In [2]:
import re

- What are various methods of Regular Expressions?

The ‘re’ package provides multiple methods to perform queries on an input string. 

    - re.match()
    - re.search()
    - re.findall()
    - re.split()
    - re.sub()

In [24]:
# Create some data
text = 'A flock of 120 quick brown foxes jumped over 30 lazy brown, bears.'

In [25]:
# ^ Matches beginning of line.
re.findall('^A', text)

['A']

In [26]:
# $ Matches end of line.
re.findall('bears.$', text)

['bears.']

In [27]:
# . Matches any single character except newline.
re.findall('f..es', text)

['foxes']

In [28]:
# Find all vowels
re.findall('[aeiou]', text)

['o', 'o', 'u', 'i', 'o', 'o', 'e', 'u', 'e', 'o', 'e', 'a', 'o', 'e', 'a']

In [29]:
# Find all characters that are not lower-case vowels
re.findall('[^aeiou]', text)

['A',
 ' ',
 'f',
 'l',
 'c',
 'k',
 ' ',
 'f',
 ' ',
 '1',
 '2',
 '0',
 ' ',
 'q',
 'c',
 'k',
 ' ',
 'b',
 'r',
 'w',
 'n',
 ' ',
 'f',
 'x',
 's',
 ' ',
 'j',
 'm',
 'p',
 'd',
 ' ',
 'v',
 'r',
 ' ',
 '3',
 '0',
 ' ',
 'l',
 'z',
 'y',
 ' ',
 'b',
 'r',
 'w',
 'n',
 ',',
 ' ',
 'b',
 'r',
 's',
 '.']

In [30]:
# a | b Matches either a or b.
re.findall('a|A', text)

['A', 'a', 'a']

In [31]:
# Find any instance of 'fox'
re.findall('(foxes)', text)

['foxes']

In [33]:
# \w Matches word characters.
# Break up string into five character blocks
re.findall('\w\w\w\w\w\w', text)

['jumped']

In [34]:
# \W Matches nonword characters.
re.findall('\W\W', text)

[', ']

In [35]:
# \s Matches whitespace. Equivalent to [\t\n\r\f].
re.findall('\s', text)

[' ', ' ', ' ', ' ', ' ', ' ', ' ', ' ', ' ', ' ', ' ', ' ']

In [37]:
# \S Matches nonwhitespace.
re.findall('\S\S\S', text)

['flo',
 '120',
 'qui',
 'bro',
 'fox',
 'jum',
 'ped',
 'ove',
 'laz',
 'bro',
 'wn,',
 'bea',
 'rs.']

In [39]:
# \d Matches digits.
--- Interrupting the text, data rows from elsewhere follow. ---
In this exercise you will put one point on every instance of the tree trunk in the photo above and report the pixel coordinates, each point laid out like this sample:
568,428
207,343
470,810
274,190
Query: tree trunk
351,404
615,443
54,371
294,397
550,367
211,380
Equivalent to [0-9].
re.findall('\d\d', text)

['12', '30']

In [40]:
# [Pp]ython Match “Python” or “python”
re.findall('[Ff]oxes', 'foxes Foxes Doxes')

['foxes', 'Foxes']

In [41]:
# [0-9] Match any digit; same as [0123456789]
re.findall('[0-9]', text)

['1', '2', '0', '3', '0']

In [42]:
# [A-Z] Match any uppercase ASCII letter
re.findall('[A-Z]', 'foxes Foxes')

['F']

In [43]:
# [a-zA-Z0-9] Match any of the above
re.findall('[a-zA-Z0-9]', 'foxes Foxes')

['f', 'o', 'x', 'e', 's', 'F', 'o', 'x', 'e', 's']

In [44]:
# [^aeiou] Match anything other than a lowercase vowel
re.findall('[^aeiou]', 'foxes Foxes')

['f', 'x', 's', ' ', 'F', 'x', 's']

In [45]:
# [^0-9] Match anything other than a digit
re.findall('[^0-9]', 'foxes Foxes')

['f', 'o', 'x', 'e', 's', ' ', 'F', 'o', 'x', 'e', 's']

In [46]:
# \d{3} Match exactly 3 digits
re.findall('\d{3}', text)

['120']

In [47]:
# \d{3,} Match 3 or more digits
re.findall('\d{2,}', text)

['120', '30']

In [48]:
# \d{3,5} Match 3, 4, or 5 digits
re.findall('\d{2,3}', text)

['120', '30']

# More examples

The __match()__ function returns a match object if the text matches the pattern. Otherwise it returns None.

In [17]:
pattern  = r"Cookie"
sequence = "Cookie is great"

result = re.match(pattern, sequence)

if result:
    print("Match!")
else: 
    print("Not a match!")

print(result.group(0))

Match!
Cookie


#### Multiple Matches

The findall() function returns all of the substrings of the input that match the pattern without overlapping.

In [21]:
import re

text = 'abbaaabbbbaaaaa'

pattern = 'ab'

for match in re.findall(pattern, text):
    print ('Found "%s"' % match)

Found "ab"
Found "ab"


finditer() returns an iterator that produces Match instances instead of the strings returned by findall().

In [22]:
text = 'abbaaabbbbaaaaa'

pattern = 'ab'

for match in re.finditer(pattern, text):
    s = match.start()
    e = match.end()
    print ('Found "%s" at %d:%d' % (text[s:e], s, e))

Found "ab" at 0:2
Found "ab" at 5:7


# Finding Patterns in Text

The most common use for re is to search for patterns in text. This example looks for two literal strings, 'this' and 'that', in a text string.

In [15]:
patterns = [ 'this', 'that' ]
text     = 'Does this text match the pattern?'

for pattern in patterns:
    print ('Looking for "%s" in "%s" ->' % (pattern, text))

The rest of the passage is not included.